The U.S. “bottle bill” has been in existence for over 20 years, with varying collection and recycling rates for products made from plastic, glass, and aluminum. Recently, awareness about the use of sustainable products has been on the rise among consumers. This trend is being ably supported by brand owners and suppliers that provide sustainable solutions. Recyclability of plastic bottles and plastic waste has been a major issue, and such bills now provide the opportunity for consumers and manufacturers to work together toward environmentally friendly packaging.
Nearly 72 percent of aluminum beverage cans were recycled in 2017 (32 billion cans) in Europe, which was more than the EU Circular Economy proposal of 65 percent. Certain countries such as Germany, Finland, Belgium, and Norway recycle almost 100 percent of aluminum beverage cans consumed within their territory.
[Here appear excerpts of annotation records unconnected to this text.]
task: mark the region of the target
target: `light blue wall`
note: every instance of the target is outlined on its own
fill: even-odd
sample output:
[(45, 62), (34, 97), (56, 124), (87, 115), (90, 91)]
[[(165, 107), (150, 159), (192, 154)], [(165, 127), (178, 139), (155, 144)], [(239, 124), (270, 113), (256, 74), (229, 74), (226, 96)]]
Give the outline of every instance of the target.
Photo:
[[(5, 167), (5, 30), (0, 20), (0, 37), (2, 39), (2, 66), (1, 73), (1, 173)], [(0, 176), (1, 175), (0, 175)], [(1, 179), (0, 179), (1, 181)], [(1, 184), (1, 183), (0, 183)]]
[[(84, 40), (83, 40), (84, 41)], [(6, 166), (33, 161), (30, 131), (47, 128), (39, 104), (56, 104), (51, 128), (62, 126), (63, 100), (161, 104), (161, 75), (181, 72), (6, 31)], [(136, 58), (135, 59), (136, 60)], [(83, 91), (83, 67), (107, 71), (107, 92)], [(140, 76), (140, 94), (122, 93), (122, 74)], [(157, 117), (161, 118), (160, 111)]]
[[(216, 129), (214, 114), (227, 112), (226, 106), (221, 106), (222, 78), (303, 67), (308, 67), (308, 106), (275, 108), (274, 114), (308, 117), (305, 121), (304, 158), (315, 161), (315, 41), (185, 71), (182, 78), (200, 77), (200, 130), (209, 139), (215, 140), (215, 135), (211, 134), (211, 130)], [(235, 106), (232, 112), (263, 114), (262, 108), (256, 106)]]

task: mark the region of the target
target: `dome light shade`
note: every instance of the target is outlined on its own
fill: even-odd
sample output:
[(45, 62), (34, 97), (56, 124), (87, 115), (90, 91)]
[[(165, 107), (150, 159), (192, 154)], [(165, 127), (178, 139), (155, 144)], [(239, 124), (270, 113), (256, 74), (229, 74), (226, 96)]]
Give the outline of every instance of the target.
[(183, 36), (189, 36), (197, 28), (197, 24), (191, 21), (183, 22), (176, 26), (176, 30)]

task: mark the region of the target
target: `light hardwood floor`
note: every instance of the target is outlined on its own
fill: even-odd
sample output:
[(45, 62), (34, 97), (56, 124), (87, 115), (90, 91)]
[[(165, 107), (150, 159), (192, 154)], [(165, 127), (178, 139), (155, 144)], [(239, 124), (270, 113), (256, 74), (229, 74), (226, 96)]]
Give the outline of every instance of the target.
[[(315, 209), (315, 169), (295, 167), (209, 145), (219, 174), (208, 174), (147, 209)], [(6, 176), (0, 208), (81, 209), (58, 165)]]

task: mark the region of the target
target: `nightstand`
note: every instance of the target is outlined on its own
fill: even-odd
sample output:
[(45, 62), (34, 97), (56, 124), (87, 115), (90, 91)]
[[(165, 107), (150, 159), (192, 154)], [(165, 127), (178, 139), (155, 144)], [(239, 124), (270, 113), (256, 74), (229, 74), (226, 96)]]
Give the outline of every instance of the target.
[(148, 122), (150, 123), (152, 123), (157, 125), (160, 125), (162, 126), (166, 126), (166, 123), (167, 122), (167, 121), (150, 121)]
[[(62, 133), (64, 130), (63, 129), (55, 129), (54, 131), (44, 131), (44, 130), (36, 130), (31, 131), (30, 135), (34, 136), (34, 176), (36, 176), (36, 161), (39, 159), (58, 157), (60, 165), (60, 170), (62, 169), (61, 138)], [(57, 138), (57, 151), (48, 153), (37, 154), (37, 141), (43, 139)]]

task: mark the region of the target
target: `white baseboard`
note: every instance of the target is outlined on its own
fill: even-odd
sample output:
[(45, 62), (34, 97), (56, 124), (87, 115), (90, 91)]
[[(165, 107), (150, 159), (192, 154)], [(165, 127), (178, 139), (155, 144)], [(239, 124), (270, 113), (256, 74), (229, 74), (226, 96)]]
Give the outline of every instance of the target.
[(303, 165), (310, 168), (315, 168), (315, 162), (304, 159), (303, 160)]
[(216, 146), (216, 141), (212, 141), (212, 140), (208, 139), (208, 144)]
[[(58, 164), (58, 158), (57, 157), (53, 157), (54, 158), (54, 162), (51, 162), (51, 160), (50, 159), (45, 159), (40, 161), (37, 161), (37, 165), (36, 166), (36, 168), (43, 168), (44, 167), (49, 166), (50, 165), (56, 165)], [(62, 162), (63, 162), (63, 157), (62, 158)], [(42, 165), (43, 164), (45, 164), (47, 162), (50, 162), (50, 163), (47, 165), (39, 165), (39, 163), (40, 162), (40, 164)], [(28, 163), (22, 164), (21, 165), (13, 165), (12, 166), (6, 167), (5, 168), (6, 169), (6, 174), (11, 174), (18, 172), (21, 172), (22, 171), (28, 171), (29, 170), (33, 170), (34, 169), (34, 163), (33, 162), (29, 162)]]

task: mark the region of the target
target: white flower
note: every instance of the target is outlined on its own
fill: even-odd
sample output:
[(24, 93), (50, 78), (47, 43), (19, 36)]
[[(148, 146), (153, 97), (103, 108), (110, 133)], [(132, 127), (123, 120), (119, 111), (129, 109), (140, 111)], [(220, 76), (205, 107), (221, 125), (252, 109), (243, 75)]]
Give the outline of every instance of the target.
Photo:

This success is made possible, mainly thanks to effective campaigns such as “Every Can Counts” and “Beat the Bottle,” which convinced consumers to recycle cans, whether at home, at the office, or even at festivals.
Such campaigns have helped curbside collection improve by nearly 10–15 percent in various countries within Europe. The “Your Bottle Means Jobs” campaign in North Carolina increased sales of processed plastic bottles by two percent. The campaign called for households in North Carolina to increase their recycling of plastic bottles by just two bottles a week. This would not only yield 30,000 tons of additional bottles but would also create 300 new jobs.
In certain U.S. states, to produce effective and more efficient collection rates, incentives to recycle bottles have been increased. In April 2017, the state of Oregon increased its redemption rate from five cents to 10 cents; though a marginal increase, the Oregon Beverage Recycling Cooperatives estimates that nearly 80–90 percent of their beverage containers were recycled in 2018. The deposit is paid upfront by consumers when purchasing beverages and reimbursed when the containers are returned. In certain cases, there have been issues of out-of-state fraud, whereby consumers purchase beverages outside the state without a deposit and bring in the cans in Oregon to redeem the money.